Ankara supports a planned operation to drive DAESH out of its Syrian stronghold of Raqqa but the Democratic Union Party's (PYD) armed wing the People's Protection Units (YPG) should not be the ones at the core of it, Defense Minister Fikri Işık told Reuters on Thursday.
"What Turkey focuses and insists on is that instead of the YPG forces, the operations must be conducted, as the core of the operations, by the local people of the region, instead of the YPG," Işık said in an interview in London.
"Turkey will not allow YPG forces to extend their territory and gain power by using the DAESH operations as an excuse," he said.
Işık also said that YPG terrorists had still not retreated east of the Euphrates as promised after a U.S.-backed operation to take the Syrian town of Manbij from DAESH.

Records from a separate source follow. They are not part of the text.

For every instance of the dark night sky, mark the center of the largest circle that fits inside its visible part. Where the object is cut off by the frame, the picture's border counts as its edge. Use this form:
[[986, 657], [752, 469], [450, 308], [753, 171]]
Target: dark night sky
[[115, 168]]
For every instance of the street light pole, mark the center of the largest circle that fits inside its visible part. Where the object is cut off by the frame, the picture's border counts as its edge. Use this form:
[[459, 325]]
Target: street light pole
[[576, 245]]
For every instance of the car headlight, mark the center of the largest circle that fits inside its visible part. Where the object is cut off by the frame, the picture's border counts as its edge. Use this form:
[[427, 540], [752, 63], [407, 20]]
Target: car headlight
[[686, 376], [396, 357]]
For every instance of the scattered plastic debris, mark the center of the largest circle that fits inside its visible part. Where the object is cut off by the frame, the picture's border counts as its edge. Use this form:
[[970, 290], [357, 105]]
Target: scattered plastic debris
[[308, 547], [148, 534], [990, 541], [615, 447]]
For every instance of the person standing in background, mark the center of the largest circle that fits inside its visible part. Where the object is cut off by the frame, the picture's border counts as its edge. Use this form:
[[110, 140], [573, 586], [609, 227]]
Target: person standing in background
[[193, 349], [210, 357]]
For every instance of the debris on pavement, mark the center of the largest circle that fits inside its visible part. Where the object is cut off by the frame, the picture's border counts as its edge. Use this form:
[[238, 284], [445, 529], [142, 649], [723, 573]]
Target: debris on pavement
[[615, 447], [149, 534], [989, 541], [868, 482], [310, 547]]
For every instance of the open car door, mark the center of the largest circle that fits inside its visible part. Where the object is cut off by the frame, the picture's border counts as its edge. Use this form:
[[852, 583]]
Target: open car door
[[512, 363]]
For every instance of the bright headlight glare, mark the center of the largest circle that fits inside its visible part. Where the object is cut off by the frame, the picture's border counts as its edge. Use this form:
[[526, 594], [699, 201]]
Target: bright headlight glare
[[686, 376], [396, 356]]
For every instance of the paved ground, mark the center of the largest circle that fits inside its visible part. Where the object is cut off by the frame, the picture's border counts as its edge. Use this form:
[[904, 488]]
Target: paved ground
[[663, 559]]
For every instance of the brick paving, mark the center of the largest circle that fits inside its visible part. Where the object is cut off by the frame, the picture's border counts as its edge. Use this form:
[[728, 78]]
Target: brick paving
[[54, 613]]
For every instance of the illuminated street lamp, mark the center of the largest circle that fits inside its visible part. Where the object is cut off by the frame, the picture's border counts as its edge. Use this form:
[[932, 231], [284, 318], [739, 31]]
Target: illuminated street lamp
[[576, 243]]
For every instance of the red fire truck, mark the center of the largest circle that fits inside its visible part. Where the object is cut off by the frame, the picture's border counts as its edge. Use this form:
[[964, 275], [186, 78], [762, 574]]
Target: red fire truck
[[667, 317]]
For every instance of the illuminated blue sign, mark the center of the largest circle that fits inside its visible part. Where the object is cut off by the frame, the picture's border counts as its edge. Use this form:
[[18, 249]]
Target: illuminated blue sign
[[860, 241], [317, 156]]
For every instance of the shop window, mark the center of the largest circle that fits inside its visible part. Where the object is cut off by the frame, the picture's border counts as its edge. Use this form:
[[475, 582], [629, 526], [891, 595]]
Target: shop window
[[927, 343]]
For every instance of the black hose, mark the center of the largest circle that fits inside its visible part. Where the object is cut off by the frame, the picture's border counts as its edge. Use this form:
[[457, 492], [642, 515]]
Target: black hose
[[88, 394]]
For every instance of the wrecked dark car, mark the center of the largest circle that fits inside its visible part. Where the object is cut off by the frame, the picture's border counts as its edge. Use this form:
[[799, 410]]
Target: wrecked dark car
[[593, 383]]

He said Turkey, which launched a military incursion into Syria just over two weeks ago, would seek no other objective around Manbij provided the YPG retreated east.
Işık was speaking after a meeting in London with U.S. Defense Secretary Ash Carter, who told reporters that the YPG had indeed returned back across the Euphrates.
The two men also discussed the importance of local forces being at the center of any Raqqa operation, the Pentagon said in a statement.
It also said Carter had assured his Turkish counterpart of continued U.S. support for Turkey's efforts to clear Daesh from its borders.